Honestly, though this question might be absurdly utilitarian, what is the point of even undertaking such a venture? Why do we even need films like this? Though the artist in his self-defense may brush it off as exercising creative license, the viewer might let the question linger. The way I see it, Yuasa has done something of remarkable interest – instead of letting the narrative shape the vision, he’s allowed the vision to shape the narrative. It might sound odd considering this is an adaptation, but the differences between text and film derive largely from the latter’s concrete, unified vision in each frame. Any film adaptation, for this reason alone, will be distinct from its source. There is no chapterization and the plotlines are picked willy-nilly as the filmmaker already has a global view of the film. So, much like building wings as you fly, the film is constantly placing and intermeshing events, the vision guiding what occurs next. This is evident in how every sequence in the film is visually more exuberant than the previous. The already loose screws left in place are juddered out in the final passages as kōhai finally goes to meet senpai – and not by coincidence. The only way to verbalize what transpires in those moments is by likening it to animating every little butterfly in your stomach. This is truly an experiment that pushes story-telling bounds and possibly gives us new ways to drill into the minutiae of everyday feelings. 

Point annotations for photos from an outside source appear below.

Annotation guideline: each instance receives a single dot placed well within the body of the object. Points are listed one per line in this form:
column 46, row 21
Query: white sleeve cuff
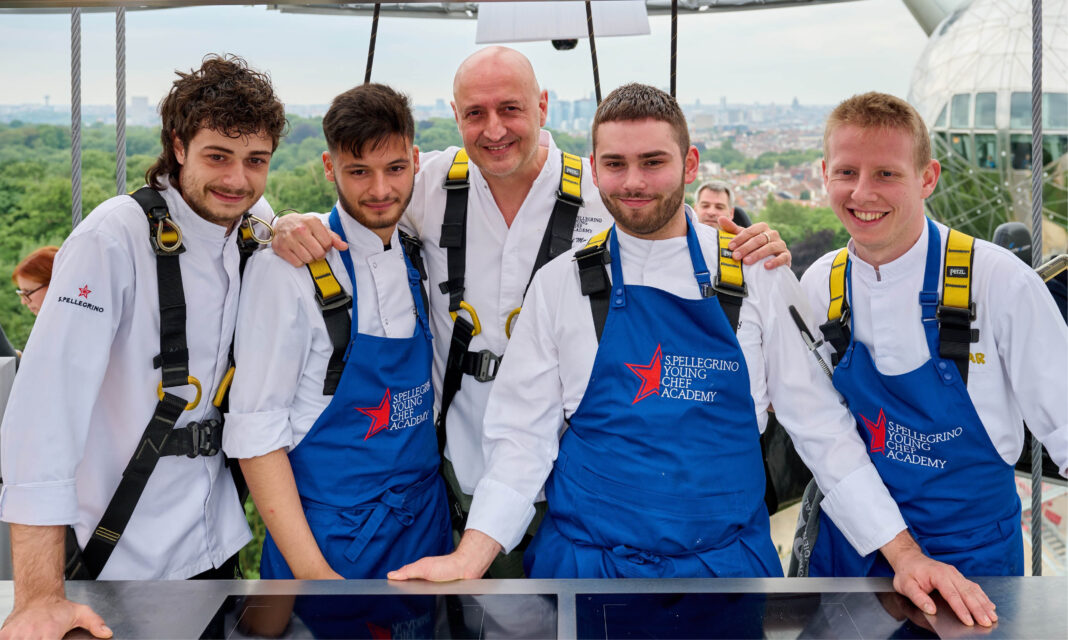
column 252, row 435
column 862, row 508
column 42, row 504
column 500, row 512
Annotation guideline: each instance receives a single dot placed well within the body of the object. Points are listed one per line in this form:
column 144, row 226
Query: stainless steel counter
column 770, row 608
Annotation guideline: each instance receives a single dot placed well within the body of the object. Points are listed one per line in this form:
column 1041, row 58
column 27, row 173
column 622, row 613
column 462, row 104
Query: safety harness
column 728, row 285
column 954, row 310
column 160, row 438
column 334, row 303
column 483, row 364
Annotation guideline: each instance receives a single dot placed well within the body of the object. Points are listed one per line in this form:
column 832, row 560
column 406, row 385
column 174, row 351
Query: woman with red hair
column 32, row 276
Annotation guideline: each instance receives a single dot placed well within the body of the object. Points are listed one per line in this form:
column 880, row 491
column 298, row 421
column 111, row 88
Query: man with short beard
column 638, row 397
column 331, row 412
column 116, row 347
column 480, row 267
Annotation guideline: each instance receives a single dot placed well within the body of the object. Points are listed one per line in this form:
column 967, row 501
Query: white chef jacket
column 87, row 389
column 1020, row 362
column 283, row 348
column 499, row 264
column 551, row 357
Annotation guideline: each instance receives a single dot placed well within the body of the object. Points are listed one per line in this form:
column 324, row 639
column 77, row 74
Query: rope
column 1036, row 259
column 120, row 100
column 593, row 49
column 371, row 48
column 75, row 116
column 674, row 42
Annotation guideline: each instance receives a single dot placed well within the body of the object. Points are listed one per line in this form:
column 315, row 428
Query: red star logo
column 379, row 416
column 649, row 374
column 878, row 431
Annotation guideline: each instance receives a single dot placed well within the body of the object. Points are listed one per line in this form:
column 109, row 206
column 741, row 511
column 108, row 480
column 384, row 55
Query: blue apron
column 659, row 473
column 367, row 470
column 955, row 490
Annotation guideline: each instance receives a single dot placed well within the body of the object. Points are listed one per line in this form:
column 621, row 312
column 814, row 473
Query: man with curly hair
column 116, row 348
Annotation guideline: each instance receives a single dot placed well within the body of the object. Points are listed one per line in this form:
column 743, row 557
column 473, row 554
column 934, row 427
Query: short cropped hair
column 223, row 95
column 36, row 266
column 365, row 116
column 718, row 186
column 641, row 102
column 876, row 110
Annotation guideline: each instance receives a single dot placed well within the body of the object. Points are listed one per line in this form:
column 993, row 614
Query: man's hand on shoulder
column 468, row 562
column 300, row 238
column 51, row 618
column 915, row 576
column 755, row 243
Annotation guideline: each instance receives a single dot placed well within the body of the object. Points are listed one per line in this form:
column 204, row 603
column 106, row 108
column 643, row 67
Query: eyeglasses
column 26, row 294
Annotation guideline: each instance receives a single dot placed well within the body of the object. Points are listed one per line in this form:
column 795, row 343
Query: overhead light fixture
column 533, row 21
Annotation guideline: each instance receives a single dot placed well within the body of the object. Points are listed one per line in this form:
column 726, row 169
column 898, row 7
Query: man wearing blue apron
column 331, row 410
column 939, row 403
column 640, row 404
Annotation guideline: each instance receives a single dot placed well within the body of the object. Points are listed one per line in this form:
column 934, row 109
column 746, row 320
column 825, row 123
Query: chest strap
column 836, row 328
column 159, row 438
column 728, row 286
column 334, row 303
column 955, row 309
column 484, row 364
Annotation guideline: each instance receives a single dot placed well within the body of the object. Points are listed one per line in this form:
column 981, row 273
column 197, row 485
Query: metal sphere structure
column 972, row 86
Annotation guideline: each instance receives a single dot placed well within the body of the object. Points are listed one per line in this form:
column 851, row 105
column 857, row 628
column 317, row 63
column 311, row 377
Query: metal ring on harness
column 189, row 406
column 512, row 317
column 252, row 230
column 472, row 313
column 159, row 236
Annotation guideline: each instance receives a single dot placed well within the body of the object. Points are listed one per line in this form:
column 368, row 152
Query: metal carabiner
column 507, row 323
column 249, row 219
column 159, row 236
column 472, row 313
column 189, row 406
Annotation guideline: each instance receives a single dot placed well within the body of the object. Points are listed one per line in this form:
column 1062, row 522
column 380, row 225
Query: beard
column 638, row 223
column 198, row 198
column 374, row 220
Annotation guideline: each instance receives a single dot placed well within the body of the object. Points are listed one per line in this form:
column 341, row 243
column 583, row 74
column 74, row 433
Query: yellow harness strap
column 837, row 284
column 326, row 284
column 729, row 269
column 598, row 239
column 957, row 283
column 570, row 175
column 458, row 171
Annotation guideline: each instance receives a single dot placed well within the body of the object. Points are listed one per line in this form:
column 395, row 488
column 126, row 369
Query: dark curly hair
column 224, row 95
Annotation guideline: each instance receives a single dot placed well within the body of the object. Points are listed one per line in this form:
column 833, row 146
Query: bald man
column 490, row 215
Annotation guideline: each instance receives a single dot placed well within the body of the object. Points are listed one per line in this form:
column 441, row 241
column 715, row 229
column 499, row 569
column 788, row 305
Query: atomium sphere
column 972, row 86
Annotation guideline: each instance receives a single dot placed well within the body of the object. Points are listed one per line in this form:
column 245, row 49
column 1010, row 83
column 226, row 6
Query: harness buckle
column 567, row 198
column 486, row 365
column 205, row 438
column 729, row 290
column 956, row 315
column 340, row 301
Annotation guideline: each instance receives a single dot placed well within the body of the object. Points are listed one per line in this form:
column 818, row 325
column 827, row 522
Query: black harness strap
column 173, row 361
column 160, row 438
column 594, row 280
column 595, row 284
column 560, row 232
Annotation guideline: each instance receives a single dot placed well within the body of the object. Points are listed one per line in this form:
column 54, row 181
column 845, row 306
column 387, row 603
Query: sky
column 819, row 55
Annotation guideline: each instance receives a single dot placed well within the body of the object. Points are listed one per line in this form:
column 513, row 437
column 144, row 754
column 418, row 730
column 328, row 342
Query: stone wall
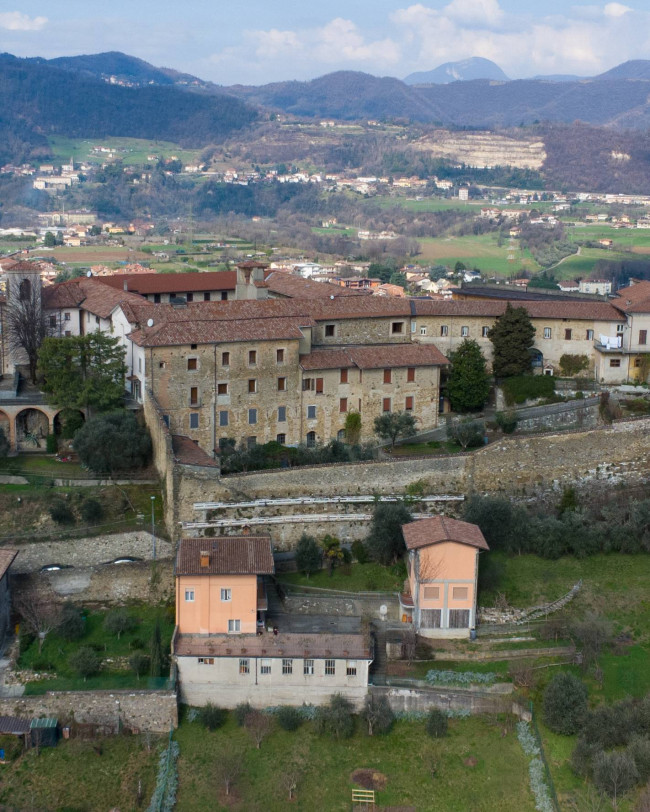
column 154, row 711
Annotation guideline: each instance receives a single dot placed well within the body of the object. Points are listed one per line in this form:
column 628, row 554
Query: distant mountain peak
column 465, row 70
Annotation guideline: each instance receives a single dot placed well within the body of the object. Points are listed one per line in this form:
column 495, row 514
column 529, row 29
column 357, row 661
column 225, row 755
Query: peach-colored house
column 440, row 594
column 219, row 586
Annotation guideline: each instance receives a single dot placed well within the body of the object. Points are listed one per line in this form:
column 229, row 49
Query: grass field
column 92, row 776
column 131, row 151
column 478, row 769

Speaking of the final passage, the rapid pace that it gathers almost leaves you in a vacuum without time. Reaching fever-pitch, senpai shouts to a room of thousand self-images: “The more we analyze our own will, don’t we become incapable of moving forward?” Isn’t that what the film, without being explicit, strives to showcase? That the night is short, the crowds don’t wait, and the god of old book-markets isn’t always there to personally deliver the book that you wanted to read. Your reasoning doesn’t comfort you on your deathbed, the smaller moments whose importance evades you do. In imitating life’s haphazardness, the film oddly gains a philosophical face that it didn’t need to forcefully paint. Though I’ve hammered in this observation already, I can’t help but say it again – by not trying hard, by letting finer details dictate the narrative direction, Night is Short, Walk on Girl becomes a satisfying pleasure watch. The kind that I’d watch with a bowl of chips, a can of beer, and an old t-shirt that doesn’t mind getting stained. All while waiting for it to hit me with some lovely realizations about life.